Significant track record.
IQ2_XXS - Apparently adequate. Compatible with ~16GB VRAM.
ollama_pull_virtuoso() {
ollama pull mirage335/"$1"
ollama cp mirage335/"$1" "$1"
ollama rm mirage335/"$1"
}
ollama_pull_virtuoso Llama-3_3-Nemotron-Super-49B-v1_5-virtuoso
echo "FROM Llama-3_3-Nemotron-Super-49B-v1_5-virtuoso" > Modelfile-12k
echo "PARAMETER num_ctx 12288" >> Modelfile-12k
echo "PARAMETER num_keep 12288" >> Modelfile-12k
echo "PARAMETER num_predict 24576" >> Modelfile-12k
echo "PARAMETER num_gpu 999" >> Modelfile-12k
ollama create Llama-3_3-Nemotron-Super-49B-v1_5-12k-virtuoso -f Modelfile-12k
rm -f Modelfile-12k
# 24GB VRAM, OLLAMA_KV_CACHE_TYPE=q4_0
# 2x16GB=32GB VRAM, OLLAMA_KV_CACHE_TYPE=q4_0
# 32GB VRAM, OLLAMA_KV_CACHE_TYPE=q4_0
# Other configuration may be necessary.
# Do NOT expect adding another 16GB VRAM GPu will allow any larger context.

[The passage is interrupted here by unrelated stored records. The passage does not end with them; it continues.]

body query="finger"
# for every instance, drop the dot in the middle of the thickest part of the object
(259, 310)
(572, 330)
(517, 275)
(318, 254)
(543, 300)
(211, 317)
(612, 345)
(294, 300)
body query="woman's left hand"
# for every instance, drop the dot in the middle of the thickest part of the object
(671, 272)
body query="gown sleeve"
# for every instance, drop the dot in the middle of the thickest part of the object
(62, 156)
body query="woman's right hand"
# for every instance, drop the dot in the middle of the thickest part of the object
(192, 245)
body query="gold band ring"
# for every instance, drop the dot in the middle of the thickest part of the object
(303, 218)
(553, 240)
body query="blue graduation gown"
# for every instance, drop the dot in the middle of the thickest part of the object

echo "FROM Llama-3_3-Nemotron-Super-49B-v1_5-virtuoso" > Modelfile-40k
echo "PARAMETER num_ctx 40960" >> Modelfile-40k
echo "PARAMETER num_keep 40960" >> Modelfile-40k
echo "PARAMETER num_predict 49152" >> Modelfile-40k
echo "PARAMETER num_gpu 999" >> Modelfile-40k
ollama create Llama-3_3-Nemotron-Super-49B-v1_5-40k-virtuoso -f Modelfile-40k
rm -f Modelfile-40k
# Agentic Server use cases should call this unless 24GB VRAM GPUs definitely are not available.
#
# 2x24GB=48GB VRAM, OLLAMA_KV_CACHE_TYPE=q4_0
# Other configuration may be necessary.
# Calling this model guarantees >80k context. Larger context limit, 80k, 96k, 128k, may be given if not known to exceed VRAM limits in the 2x24GB=48GB VRAM situation.

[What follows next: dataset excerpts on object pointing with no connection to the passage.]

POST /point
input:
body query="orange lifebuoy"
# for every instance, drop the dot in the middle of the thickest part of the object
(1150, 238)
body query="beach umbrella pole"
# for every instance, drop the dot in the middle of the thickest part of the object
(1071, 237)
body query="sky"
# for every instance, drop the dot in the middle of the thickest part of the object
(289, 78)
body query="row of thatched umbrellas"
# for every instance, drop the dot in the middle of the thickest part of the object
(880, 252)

# As usual, intended to assure input prompt processing happens very quickly, ~300t/s or better, with 2x24GB=48GB VRAM .
# 81920 , 98304 , 131072
echo "FROM Llama-3_3-Nemotron-Super-49B-v1_5-virtuoso" > Modelfile-80k
echo "PARAMETER num_ctx 131072" >> Modelfile-80k
echo "PARAMETER num_keep 131072" >> Modelfile-80k
echo "PARAMETER num_predict 49152" >> Modelfile-80k
echo "PARAMETER num_gpu 999" >> Modelfile-80k
ollama create Llama-3_3-Nemotron-Super-49B-v1_5-80k-virtuoso -f Modelfile-80k
rm -f Modelfile-80k
# WARNING: Experimental. Minimizes thermal load for indeterminate background processing use cases.
# May be deprecated.
echo "FROM Llama-3_3-Nemotron-Super-49B-v1_5-virtuoso" > Modelfile-128k
echo "PARAMETER num_ctx 131072" >> Modelfile-128k
echo "PARAMETER num_keep 131072" >> Modelfile-128k
echo "PARAMETER num_predict 49152" >> Modelfile-128k
echo "PARAMETER num_gpu 0" >> Modelfile-128k
ollama create Llama-3_3-Nemotron-Super-49B-v1_5-128k-virtuoso -f Modelfile-128k
rm -f Modelfile-128k
Recommended environment variables. KV_CACHE quantization “q4_0” in particular RECOMMENDED, unless “q8_0” is needed (eg. by Qwen-2_5-VL-7B-Instruct-virtuoso, etc).
export OLLAMA_NUM_THREADS=18
export OLLAMA_FLASH_ATTENTION=1
export OLLAMA_KV_CACHE_TYPE="q4_0"
export OLLAMA_NEW_ENGINE=true
export OLLAMA_NOHISTORY=true
export OLLAMA_NUM_PARALLEL=1
export OLLAMA_MAX_LOADED_MODELS=1
Adjust OLLAMA_NUM_THREADS and/or disable HyperThreading, etc, to prevent crippling performance loss.
Pulling the model this way relies on the ollama repository, and more generally, reliability of internet services, which has been rather significantly fragile.
If possible, you should use the “Llama-3-virtuoso” project, which automatically caches an automatically installable backup copy.